The Hindustan Times reported on Friday that the Union Health Minister Dr. Anbumani Ramdoss has announced that young medical graduates, fresh out of medical schools will now have to mandatorily serve one year in rural and semi-urban centres in India.
Dr. Ramdoss believes that this will help in augmenting healthcare services in these parts of the country. It is well known that in the Indian hinterlands the availabilty of healthcare services is pathetic. In villages, where more than 66% of India lives, it is rare to find a qualified doctor. In semi-urban centres too modern, good quality and reliable healthcare is largely unavailable.
The government has set up a network of Primary Healthcare Centres in the rural areas. However, these centres are mostly crumbling buildings with poor or non existant medical infrastructure. The doctors posted in these back of the beyond places are mostly conspicuous by their absence. District Hospitals established in all district head quarters are also in a bad shape. The medical infrastructure is poor, doctors are poorly paid and are mostly buried under an avalanche of patients.
While good quality healthcare remains out of the reach of most Indians living in rural and semi-urban India, their does seem to be a crying need for qualified doctors. However, I am not sure if a compulsory posting of young doctors is the solution.
The minister must recognise that young doctors passing out of India’s medical colleges aspire to a career in medicine, which can afford them a modern and comfortable life. They see their peers passing out of fancy business schools choosing high profile careers in business . A doctor toils much harder-many years at the medical school to earn a grduate degree, followed by a gruelling post graduate course and than the struggle for a job in an intensely competitive medical world. Now to send them for one more year to the inhospitable Primary Healthcare Centres and District Hospitals appear to be cruel.

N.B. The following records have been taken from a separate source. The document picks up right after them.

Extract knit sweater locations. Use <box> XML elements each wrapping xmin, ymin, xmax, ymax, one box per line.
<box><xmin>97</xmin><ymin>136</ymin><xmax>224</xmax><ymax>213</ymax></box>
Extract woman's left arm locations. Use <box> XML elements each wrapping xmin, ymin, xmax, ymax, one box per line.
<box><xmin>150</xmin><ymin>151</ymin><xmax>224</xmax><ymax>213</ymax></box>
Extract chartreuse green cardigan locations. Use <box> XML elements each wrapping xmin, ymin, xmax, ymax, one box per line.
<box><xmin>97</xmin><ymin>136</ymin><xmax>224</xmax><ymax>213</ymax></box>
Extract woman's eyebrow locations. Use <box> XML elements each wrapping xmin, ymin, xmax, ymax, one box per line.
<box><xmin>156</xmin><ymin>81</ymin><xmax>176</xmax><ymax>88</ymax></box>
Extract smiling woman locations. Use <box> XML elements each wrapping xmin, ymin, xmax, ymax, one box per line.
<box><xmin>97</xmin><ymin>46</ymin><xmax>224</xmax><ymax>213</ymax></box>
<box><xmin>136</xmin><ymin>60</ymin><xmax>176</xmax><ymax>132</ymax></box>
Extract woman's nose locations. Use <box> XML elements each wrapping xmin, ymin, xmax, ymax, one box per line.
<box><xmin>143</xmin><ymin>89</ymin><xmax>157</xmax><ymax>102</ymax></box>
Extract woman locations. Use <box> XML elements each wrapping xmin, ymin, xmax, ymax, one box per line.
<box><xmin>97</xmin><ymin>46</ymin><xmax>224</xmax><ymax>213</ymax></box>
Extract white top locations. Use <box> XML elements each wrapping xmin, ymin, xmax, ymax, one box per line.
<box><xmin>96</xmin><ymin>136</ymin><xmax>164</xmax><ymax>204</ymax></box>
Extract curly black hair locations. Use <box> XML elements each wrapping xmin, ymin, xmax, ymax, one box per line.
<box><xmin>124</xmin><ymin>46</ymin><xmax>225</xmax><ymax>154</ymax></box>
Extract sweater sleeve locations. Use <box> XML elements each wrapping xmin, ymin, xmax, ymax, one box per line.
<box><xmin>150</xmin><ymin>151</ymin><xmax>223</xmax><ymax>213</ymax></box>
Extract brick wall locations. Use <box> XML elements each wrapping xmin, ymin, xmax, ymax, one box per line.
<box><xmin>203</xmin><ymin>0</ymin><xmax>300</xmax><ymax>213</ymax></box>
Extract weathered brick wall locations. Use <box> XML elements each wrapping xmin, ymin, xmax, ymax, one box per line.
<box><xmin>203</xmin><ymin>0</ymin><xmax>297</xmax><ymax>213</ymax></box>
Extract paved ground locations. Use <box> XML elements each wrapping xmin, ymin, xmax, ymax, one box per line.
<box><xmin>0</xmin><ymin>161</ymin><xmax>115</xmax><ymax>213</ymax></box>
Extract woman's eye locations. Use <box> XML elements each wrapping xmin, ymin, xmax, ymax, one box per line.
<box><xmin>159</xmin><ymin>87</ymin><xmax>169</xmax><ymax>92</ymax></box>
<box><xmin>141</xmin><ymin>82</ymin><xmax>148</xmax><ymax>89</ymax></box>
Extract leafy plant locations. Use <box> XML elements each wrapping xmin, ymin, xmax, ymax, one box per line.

Moreover, one is not sure how competent fresh medical school graduates are and what quality of care will they be able to deliver in ill equipped and distant rural and semi urban medical centres, where they might have to work unsupervised. While, they may be much better than what we have today (assorted quacks), they will hardly be able to do justice to the demands of their profession.
While the minister might argue that since medical education in India is largely subsidised by the government and therefore it has a right to ask these young graduates to spend one year of their professional life working for the government in far flung inaccessible areas, this would hardly cut any ice. By the same logic shouldn’t engineers, business and science graduates passing out of government owned colleges and Universities be also required to serve in remote areas. This can never work.
I do believe that there are no easy answers here. It will take many years for good quality healthcare services to ‘trickle down’ to these remote rural areas. For the moment, the government must provide roads and communication infrastructure, which allows patients to be quickly transported to urban centres, where relatively better healthcare is available. The government must offer incentives such as an option for subsidised post graduate education, health insurance and guaranteed employment for doctors, who choose to serve a year or more in rural hospitals.
Last but not the least the government must improve its healthcare infrastructure. It must invest in better equipped facilities, ensure better hygiene and provide a better professional work environment. It can even experiment by involving private players in a model which guarantees minimum returns on private capital and the franchisee will guarantee far better and more efficient care.
At the end of the day, the government must try and attract young doctors rather than force them into rural postings.